- Podwyżka cen za ocenę wartości użytkowej bydła mlecznego (OWUB), która miała miejsce w minionym roku, była podyktowana cofnięciem większej części dotacji (30 mln PLN) ze Skarbu Państwa. Przypomnijmy, że ta dotacja była konsumowana przez producentów mleka i hodowców bydła. Wtedy też, gdy Zarząd PFHBiPM podnosił ceny usług, wskazywał na konieczność kolejnej – kilkunastoprocentowej – podwyżki, która miała obowiązywać od początku 2020 r. Po ostatnim posiedzeniu Zarządu wiemy, że tej podwyżki nie będzie. Tym samym Zarząd Polskiej Federacji wsłuchał się w głosy producentów mleka i dostrzegłszy ich niełatwą sytuację, stratę w budżecie zdecydował wziąć na swoje barki. Cena za OWUB zostaje zmieniona od nowego roku tylko o wskaźnik inflacji. W 2018 r. Skarb Państwa dopłacał do jednej samicy, która była objęta oceną wartości użytkowej, 5,40 PLN, a w 2019 r. już tylko 1,80 PLN – poinformował Radosław Iwański, rzecznik prasowy PFHBiPM.

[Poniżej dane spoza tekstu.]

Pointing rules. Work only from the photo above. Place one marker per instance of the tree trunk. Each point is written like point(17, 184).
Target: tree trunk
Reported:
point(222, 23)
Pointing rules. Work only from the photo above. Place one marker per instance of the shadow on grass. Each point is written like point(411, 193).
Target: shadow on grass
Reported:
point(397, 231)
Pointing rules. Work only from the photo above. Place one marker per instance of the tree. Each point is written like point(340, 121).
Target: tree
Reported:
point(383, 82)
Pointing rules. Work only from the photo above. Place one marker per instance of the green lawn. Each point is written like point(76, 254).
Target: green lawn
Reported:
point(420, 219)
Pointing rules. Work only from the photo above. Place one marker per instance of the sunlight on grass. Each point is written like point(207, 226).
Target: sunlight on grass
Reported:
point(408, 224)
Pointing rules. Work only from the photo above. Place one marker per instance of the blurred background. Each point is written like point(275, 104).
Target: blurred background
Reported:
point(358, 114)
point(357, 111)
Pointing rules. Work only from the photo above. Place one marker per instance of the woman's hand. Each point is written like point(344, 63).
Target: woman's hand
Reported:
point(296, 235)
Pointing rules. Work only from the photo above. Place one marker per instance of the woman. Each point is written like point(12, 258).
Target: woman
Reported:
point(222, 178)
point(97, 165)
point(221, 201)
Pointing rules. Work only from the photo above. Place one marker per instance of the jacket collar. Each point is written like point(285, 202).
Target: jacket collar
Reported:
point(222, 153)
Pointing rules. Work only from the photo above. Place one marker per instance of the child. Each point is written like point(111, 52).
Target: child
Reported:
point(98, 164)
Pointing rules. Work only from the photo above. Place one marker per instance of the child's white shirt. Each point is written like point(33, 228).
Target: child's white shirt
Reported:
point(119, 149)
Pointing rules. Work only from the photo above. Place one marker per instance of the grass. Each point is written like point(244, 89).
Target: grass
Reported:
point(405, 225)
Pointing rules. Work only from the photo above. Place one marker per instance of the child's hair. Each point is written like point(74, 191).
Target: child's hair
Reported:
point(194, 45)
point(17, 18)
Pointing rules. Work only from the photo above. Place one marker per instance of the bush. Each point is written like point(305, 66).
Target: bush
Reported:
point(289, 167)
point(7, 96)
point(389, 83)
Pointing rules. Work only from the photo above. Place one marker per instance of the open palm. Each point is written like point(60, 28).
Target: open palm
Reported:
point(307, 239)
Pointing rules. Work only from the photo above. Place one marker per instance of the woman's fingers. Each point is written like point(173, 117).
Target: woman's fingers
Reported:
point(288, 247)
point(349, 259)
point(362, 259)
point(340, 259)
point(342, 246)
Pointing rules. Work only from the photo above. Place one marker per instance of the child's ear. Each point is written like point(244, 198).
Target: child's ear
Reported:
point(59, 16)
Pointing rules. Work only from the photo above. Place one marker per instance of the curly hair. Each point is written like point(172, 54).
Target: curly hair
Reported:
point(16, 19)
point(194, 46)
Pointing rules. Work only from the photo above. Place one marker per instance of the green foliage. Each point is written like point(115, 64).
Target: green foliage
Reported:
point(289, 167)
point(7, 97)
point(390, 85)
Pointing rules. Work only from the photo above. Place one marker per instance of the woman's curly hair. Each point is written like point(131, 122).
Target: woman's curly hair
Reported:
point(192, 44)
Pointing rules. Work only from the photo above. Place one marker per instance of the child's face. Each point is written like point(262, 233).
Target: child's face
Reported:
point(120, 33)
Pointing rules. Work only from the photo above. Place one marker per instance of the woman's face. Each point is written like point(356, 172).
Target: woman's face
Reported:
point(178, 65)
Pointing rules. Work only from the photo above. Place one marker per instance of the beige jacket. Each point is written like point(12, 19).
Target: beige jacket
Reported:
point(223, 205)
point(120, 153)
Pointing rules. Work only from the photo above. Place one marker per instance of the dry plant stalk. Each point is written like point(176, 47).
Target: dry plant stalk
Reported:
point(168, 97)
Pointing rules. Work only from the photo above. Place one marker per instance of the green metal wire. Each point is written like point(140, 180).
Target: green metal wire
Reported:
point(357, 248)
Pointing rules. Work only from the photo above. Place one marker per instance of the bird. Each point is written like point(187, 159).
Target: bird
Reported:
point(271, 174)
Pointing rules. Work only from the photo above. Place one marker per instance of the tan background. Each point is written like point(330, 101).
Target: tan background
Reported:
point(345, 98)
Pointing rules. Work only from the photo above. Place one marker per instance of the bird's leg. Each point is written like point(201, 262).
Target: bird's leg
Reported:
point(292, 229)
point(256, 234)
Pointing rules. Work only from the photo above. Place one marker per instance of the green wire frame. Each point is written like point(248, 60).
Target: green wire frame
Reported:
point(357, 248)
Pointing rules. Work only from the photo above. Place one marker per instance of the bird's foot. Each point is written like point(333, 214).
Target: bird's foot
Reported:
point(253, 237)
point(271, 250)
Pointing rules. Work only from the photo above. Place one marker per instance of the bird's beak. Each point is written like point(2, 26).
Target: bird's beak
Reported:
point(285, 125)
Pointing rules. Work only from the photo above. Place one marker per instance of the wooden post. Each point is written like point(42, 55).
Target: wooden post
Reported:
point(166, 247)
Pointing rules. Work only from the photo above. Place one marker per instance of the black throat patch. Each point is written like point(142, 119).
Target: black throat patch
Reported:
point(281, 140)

Według danych Federacji, od lipca 2019 r. ubyło spod oceny blisko 25 tys. sztuk bydła. Zdaniem rzecznika PFHBiPM, powodem ubycia tych zwierząt była przede wszystkim rezygnacja gospodarstw z produkcji mleka, a nie wzrost opłat za prowadzoną przez PFHBiPM ocenę wartości użytkowej bydła. Widać także, że stada się kurczą, ubywa samic w tych oborach, które są pod oceną. Powód: susza w 2019 r. i w konsekwencji brak paszy do skarmiania zwierząt.
- Na koniec października 2019 r. z oceny wartości użytkowej bydła mlecznego korzystało 19 370 obór, a pod oceną znajdowało się około 802 tys. sztuk zwierząt. Różnica pomiędzy tymi samicami, które doszły pod OWUB, a tymi, które ubyły, wynosiła 6 tys. Największe ruchy odnotowano na Podlasiu oraz na Warmii i Mazurach. Na koniec 2019 r. pod oceną wartości użytkowej bydła było blisko 19 300 obór w których znajdowało się 798 tys. samic. Warto przypomnieć, że gospodarstwa, których samice znajdują się pod oceną wartości użytkowej bydła mlecznego produkują blisko 60 proc. mleka skupowego w Polsce – podkreśla Radosław Iwański.